William Nygaard published the Satanic Verses, a bestseller written by British-Indian novelist Salman Rushdie, who was condemned to death in a fatwa of then-Supreme Leader Ruhollah Khomeini of Iran over his portrayal of the Prophet Muhammad.
Nygaar survived three bullets but spent months in hospital. The police at the time suspected personal motives in the attempted murder according to the New York Times, and for years there was no movement in the case although there was speculation that the attack was politically or religiously motivated.
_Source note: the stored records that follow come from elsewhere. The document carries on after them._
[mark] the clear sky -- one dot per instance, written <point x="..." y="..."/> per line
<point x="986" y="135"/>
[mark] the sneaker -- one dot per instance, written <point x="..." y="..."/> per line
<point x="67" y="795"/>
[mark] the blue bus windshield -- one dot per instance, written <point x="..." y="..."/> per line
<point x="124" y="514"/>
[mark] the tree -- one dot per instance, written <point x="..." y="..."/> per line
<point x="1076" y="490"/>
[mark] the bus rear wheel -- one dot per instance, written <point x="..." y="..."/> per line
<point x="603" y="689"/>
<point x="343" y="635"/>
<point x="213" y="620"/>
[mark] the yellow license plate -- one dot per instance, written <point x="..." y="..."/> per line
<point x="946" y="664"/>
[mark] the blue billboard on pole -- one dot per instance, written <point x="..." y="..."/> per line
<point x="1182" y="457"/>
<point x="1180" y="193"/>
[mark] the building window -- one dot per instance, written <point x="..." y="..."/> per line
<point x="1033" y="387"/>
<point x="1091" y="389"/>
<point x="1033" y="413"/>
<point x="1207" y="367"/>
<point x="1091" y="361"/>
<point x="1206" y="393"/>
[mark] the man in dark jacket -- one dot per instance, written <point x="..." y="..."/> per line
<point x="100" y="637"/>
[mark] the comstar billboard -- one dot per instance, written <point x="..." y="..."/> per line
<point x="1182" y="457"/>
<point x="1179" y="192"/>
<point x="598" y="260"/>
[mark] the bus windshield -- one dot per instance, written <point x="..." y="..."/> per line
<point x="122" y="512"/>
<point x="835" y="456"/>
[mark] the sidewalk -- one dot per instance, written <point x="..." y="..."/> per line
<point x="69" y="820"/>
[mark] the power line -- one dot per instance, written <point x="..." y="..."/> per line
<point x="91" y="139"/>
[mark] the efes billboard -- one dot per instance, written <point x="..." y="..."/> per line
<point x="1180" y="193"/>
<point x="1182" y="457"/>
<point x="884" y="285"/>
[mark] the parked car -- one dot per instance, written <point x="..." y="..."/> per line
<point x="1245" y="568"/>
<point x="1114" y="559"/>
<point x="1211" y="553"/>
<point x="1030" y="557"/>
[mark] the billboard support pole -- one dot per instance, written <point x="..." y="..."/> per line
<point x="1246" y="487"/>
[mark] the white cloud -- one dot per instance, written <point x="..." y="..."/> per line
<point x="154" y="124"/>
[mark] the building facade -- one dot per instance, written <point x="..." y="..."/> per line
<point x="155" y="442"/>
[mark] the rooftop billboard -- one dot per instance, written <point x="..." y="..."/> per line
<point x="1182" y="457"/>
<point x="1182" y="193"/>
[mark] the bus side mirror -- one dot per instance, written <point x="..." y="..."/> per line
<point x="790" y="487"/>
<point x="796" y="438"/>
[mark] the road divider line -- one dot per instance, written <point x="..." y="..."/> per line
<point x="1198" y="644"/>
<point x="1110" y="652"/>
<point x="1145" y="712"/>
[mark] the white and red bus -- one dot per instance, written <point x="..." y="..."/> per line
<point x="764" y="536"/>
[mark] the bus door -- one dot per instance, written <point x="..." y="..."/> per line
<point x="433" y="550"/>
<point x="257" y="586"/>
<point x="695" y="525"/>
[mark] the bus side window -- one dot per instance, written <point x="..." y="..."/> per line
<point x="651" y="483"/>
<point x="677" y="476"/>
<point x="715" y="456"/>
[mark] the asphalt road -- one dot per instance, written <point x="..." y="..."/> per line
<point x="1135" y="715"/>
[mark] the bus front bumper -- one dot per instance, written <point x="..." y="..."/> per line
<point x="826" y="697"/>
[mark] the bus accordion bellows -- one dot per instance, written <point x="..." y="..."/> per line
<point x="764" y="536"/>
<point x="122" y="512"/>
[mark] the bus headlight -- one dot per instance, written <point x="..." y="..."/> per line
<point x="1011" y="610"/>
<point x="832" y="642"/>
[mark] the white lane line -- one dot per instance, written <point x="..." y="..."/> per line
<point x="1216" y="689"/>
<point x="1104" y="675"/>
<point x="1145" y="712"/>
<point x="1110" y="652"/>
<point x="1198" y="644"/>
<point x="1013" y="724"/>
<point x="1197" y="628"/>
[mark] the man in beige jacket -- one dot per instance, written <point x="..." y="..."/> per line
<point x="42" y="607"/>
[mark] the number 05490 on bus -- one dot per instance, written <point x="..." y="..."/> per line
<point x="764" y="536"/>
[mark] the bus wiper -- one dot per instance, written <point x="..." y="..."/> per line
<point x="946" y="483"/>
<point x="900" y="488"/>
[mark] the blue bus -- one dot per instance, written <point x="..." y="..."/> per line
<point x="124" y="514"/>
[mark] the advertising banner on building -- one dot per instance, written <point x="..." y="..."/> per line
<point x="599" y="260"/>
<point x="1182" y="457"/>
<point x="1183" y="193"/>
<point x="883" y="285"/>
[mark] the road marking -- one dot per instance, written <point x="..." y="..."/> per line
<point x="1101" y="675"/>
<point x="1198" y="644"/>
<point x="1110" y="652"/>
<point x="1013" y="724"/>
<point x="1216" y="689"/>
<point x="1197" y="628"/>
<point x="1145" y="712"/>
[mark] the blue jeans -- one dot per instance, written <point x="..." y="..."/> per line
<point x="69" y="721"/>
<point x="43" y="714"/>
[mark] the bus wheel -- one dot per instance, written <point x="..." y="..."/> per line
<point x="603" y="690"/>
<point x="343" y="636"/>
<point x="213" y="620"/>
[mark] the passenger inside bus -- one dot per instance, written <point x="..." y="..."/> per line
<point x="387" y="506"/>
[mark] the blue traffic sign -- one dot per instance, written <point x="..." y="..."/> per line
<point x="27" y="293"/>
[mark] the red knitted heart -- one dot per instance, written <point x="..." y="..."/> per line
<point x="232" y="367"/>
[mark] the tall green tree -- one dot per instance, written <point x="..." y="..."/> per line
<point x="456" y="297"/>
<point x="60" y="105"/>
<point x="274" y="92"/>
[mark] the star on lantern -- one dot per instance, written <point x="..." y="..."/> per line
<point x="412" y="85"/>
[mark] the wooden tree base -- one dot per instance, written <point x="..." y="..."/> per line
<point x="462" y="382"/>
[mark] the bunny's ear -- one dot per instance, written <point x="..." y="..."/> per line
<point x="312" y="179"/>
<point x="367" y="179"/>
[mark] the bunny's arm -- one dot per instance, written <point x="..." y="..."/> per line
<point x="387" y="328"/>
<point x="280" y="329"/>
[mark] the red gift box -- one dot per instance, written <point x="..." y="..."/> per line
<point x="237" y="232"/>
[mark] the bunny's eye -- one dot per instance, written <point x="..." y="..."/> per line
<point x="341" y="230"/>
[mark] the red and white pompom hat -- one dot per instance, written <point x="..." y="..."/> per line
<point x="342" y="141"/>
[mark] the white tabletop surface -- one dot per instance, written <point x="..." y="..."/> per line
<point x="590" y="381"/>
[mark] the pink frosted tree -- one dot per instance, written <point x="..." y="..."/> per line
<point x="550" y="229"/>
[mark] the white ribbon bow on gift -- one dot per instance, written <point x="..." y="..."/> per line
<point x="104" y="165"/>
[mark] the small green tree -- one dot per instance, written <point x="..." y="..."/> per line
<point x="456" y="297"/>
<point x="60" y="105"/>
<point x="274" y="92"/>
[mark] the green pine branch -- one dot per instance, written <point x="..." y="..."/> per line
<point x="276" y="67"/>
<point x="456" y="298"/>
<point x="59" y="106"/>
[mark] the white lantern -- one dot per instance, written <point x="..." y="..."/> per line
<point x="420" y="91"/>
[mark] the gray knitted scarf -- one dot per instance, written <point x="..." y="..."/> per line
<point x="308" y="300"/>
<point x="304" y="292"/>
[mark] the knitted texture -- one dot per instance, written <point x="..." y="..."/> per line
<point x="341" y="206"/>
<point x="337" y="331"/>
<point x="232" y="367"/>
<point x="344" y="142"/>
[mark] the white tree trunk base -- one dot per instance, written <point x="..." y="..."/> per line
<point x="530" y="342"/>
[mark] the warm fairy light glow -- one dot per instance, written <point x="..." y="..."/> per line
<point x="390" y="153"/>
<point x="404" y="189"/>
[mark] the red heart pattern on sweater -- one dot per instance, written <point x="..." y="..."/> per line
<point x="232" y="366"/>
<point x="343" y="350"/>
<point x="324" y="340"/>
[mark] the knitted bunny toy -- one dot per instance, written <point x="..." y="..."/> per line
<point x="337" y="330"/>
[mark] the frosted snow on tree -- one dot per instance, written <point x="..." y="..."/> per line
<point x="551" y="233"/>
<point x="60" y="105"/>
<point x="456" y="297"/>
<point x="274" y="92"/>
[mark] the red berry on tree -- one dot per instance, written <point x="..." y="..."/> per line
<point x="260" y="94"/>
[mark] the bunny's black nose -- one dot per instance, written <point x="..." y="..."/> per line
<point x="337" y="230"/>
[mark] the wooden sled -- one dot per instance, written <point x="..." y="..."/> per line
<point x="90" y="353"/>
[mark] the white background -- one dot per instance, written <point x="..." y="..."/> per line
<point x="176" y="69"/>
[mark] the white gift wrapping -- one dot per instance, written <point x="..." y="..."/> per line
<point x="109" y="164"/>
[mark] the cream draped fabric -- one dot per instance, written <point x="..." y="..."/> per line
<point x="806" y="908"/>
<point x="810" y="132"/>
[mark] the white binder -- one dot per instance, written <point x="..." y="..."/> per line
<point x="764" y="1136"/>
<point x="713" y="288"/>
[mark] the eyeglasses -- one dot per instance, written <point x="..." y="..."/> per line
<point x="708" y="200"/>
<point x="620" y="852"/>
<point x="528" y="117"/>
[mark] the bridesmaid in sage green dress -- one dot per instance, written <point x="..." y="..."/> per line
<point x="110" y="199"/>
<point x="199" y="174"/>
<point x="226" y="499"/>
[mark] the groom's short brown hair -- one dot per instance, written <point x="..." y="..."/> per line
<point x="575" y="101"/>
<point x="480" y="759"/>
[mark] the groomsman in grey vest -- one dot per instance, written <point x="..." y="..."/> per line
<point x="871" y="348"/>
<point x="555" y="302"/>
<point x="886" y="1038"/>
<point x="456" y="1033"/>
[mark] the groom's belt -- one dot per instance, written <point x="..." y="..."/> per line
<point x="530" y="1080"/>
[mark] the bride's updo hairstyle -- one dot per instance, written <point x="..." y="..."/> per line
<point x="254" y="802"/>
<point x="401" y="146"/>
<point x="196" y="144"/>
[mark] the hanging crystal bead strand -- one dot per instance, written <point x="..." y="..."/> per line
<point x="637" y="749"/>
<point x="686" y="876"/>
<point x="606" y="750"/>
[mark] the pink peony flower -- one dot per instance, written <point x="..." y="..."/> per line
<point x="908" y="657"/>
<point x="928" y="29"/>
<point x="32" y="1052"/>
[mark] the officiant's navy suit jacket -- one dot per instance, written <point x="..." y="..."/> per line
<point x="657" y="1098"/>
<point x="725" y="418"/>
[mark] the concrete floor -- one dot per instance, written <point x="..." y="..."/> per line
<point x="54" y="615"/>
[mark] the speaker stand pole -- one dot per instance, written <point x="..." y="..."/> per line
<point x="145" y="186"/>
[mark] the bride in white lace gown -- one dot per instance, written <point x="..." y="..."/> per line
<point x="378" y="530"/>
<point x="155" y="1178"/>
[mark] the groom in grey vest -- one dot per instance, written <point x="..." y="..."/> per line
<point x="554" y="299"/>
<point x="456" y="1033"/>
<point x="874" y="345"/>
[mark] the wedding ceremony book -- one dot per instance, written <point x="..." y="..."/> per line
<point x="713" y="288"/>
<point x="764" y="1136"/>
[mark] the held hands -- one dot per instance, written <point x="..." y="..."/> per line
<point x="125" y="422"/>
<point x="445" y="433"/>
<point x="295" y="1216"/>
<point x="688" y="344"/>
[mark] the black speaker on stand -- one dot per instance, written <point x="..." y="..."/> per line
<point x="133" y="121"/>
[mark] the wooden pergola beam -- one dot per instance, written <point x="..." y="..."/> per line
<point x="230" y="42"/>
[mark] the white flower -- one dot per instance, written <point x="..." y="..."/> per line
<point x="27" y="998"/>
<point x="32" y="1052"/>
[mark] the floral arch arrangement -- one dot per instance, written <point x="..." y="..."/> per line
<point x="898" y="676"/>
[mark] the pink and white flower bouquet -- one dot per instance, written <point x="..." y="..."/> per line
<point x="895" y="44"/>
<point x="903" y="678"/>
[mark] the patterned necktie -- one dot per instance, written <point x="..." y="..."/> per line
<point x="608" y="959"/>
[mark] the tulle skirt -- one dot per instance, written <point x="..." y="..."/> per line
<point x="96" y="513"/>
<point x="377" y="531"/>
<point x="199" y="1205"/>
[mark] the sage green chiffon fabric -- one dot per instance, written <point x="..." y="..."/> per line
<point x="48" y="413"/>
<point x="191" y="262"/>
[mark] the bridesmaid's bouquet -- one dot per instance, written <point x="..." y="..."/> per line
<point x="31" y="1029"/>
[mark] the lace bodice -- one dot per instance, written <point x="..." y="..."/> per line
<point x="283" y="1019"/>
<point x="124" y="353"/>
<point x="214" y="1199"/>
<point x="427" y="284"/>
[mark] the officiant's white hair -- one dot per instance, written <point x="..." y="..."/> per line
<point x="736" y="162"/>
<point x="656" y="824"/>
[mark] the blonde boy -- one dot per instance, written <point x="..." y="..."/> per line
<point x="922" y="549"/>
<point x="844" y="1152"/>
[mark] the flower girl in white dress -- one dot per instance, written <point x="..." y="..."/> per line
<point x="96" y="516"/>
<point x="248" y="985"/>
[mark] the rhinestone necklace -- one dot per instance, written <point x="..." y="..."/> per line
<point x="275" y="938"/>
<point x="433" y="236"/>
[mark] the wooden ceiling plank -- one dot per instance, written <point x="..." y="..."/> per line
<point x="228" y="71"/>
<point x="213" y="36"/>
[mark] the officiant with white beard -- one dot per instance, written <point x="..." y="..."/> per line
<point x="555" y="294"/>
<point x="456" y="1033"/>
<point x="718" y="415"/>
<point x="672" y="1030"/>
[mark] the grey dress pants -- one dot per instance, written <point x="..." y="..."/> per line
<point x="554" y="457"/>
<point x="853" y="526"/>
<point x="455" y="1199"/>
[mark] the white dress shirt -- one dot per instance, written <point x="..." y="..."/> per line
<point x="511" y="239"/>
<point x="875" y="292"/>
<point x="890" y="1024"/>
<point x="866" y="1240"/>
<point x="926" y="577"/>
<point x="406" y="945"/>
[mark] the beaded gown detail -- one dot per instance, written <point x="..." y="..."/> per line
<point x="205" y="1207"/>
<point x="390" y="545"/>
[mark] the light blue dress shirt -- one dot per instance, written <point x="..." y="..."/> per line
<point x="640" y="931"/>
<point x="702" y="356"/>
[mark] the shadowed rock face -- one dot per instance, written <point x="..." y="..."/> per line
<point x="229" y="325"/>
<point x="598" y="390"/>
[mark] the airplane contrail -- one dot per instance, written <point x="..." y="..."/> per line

Some sources said the Iranian embassy was always on the police radar.
In October 2018, the Norwegian police announced their intention to file charges against two suspects, but no names or clues were provided.
Iranian journalist Kambiz Ghafouri, who lives abroad, tweeted Saturday that the former diplomat is Mohammad Nik-Khah, who was first secretary of the Iranian embassy in Norway in 1993. Nik-Khah is most probably in Iran. The Iranian embassy at the time announced that the first secretary, who had been in Norway since 1989, had left the country a few days before the attack on Nygaard.
The case now will remain open for another 30 years.
The Norwegian publisher was not the only one targeted over the Satanic Verses, which provoked widespread anger in the Islamic World. In February 1989, six protestors were killed in an attack on the American Cultural Center in Islamabad, Pakistan.
Ettore Capriolo, the Italian publisher of the book, survived a stabbing, but Hitoshi Igarashi, the Japanese translator, was stabbed to death in July 1991.
Iran has been implicated in many assassinations, kidnappings and terror attacks abroad against dissidents and opponents. Several senior Iranian officials have been indicted over various attacks, most controversially over the 1994 bombing of a Jewish community center in Argentina.
In recent years, Assadollah Assadi, an Iranian diplomat based in Austria, was sentenced to 20-years jail in Belgium in February for involvement in plot to bomb a rally in France of the opposition Mujahedin Khalq Organization in France. Assadi had been arrested by German police.